Les éditions do ont reçu en 2018 un soutien de la région Nouvelle-Aquitaine pour leur programme éditorial
×

〈 Le livre 〉

Le livre fut écrit en 1976, en 45 jours, et grâce à son frère Armando, metteur en scène qui travaillait à Rome sur une adaptation du Baron perché de Calvino, il atterrit dans les mains de l’écrivain, qui lui dirigeait une collection aux éditions Einaudi, une des plus importantes de l’époque.

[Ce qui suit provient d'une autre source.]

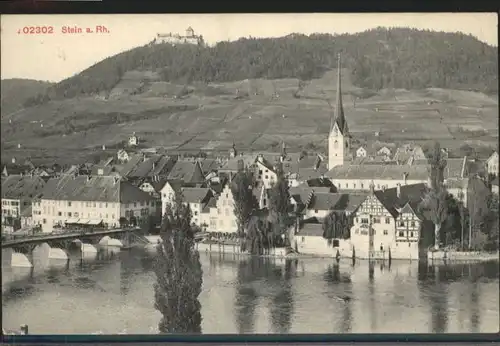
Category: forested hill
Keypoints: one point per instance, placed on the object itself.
(378, 58)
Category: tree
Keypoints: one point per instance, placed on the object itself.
(478, 196)
(178, 271)
(279, 204)
(435, 203)
(244, 199)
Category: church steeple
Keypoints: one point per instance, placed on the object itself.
(339, 145)
(338, 117)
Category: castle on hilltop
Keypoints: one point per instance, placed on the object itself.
(189, 38)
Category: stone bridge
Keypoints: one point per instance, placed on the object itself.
(38, 250)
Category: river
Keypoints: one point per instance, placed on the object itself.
(257, 295)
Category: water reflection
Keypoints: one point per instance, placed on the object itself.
(260, 295)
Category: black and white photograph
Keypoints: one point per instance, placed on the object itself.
(200, 174)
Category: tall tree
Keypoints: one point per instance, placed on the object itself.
(279, 204)
(178, 272)
(478, 197)
(244, 200)
(435, 202)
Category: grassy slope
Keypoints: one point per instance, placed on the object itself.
(16, 91)
(211, 118)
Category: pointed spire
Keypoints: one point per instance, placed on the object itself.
(338, 117)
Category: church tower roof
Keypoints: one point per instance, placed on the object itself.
(338, 116)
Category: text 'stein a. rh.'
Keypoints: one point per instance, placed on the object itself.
(66, 29)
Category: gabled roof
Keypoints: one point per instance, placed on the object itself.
(21, 186)
(195, 194)
(408, 194)
(188, 171)
(389, 172)
(212, 203)
(311, 230)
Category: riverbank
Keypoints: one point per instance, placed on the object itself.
(462, 256)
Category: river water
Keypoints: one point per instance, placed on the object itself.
(256, 295)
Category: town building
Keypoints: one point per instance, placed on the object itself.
(492, 164)
(361, 152)
(189, 38)
(91, 200)
(133, 140)
(388, 224)
(339, 139)
(123, 156)
(18, 193)
(384, 151)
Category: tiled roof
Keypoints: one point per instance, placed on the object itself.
(379, 172)
(408, 194)
(188, 171)
(15, 169)
(156, 165)
(311, 230)
(337, 201)
(195, 194)
(495, 181)
(22, 186)
(94, 189)
(212, 203)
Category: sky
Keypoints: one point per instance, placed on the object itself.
(54, 57)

Pugliese est ensuite allé le voir à Turin, il se souvient d’un homme triste, fermé, qui ne parlait pas beaucoup. Calvino lui a proposé quelques corrections, qu’il a acceptées, mais quand d’autres plus tard sont arrivées, il lui a répondu : « Caro Calvino, il libro è questo: se lo vogliamo pubblicare lo pubblichiamo; se no, non fa niente. Grazie lo stesso, e ci salutiamo qua ». «Cher Calvino, le livre est comme il est : si vous voulez le publier, vous le publiez ; sinon, ça ne fait rien. Merci quand même, et au revoir ».

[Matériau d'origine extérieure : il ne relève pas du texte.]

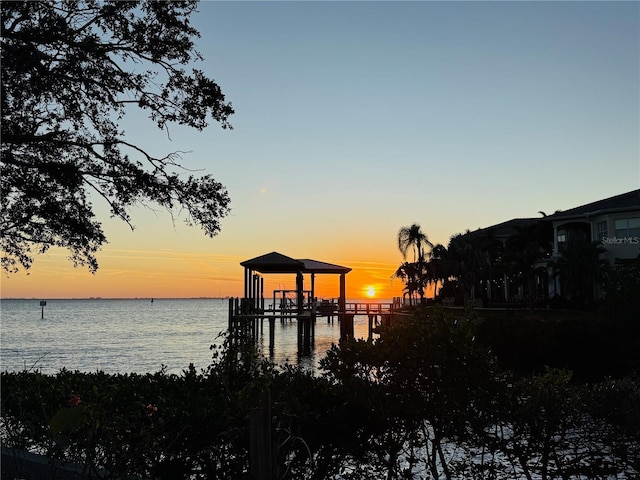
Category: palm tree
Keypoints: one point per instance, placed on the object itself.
(414, 238)
(409, 273)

À ce stade, Calvino a été convaincu, et le livre a été publié par Einaudi. Mais pourquoi ? Qu’avait-il trouvé dans Malacqua ? Peut-être quelque chose qui l’avait toujours attiré, comme il le dit dans un ancien entretien : « J’ai toujours été intéressé par les récits primitifs, les contes populaires, les mythes anciens, les contes des peuples d’autres civilisations : dans chacune de ces histoires, il y a quelque chose de très mystérieux, par lequel on semble saisir l’essence même de raconter ».
Le livre a eu un certain succès, fut réimprimé, puis il a disparu progressivement des librairies. Pendant de nombreuses années ensuite, il n’a circulé qu’en photocopies parmi les admirateurs, et les très rares exemplaires disponibles, véritables objets de culte, sont très recherchés par les bibliophiles. En 2013, un an après la mort de l’auteur, il a été réédité par Tullio Pironti Editori et en 2015, il est arrivé au Napoli Teatro Festival, dans une adaptation mise en scène par le frère de Nicola, Armando Pugliese, et sur une musique de Nicola Piovani.
Si l’on s’en tient aux faits, Malacqua est la chronique de quatre jours de pluie dans la ville de Naples, du 23 au 26 octobre d’une année indéterminée au cours desquels se produisent des événements étranges, dans une atmosphère d’attente, pas seulement de la fin du déluge mais surtout d’un événement extraordinaire. Cette longue et dense chronique d’un désastre commence par deux morts, à cause de la pluie, deux voitures englouties dans une crevasse.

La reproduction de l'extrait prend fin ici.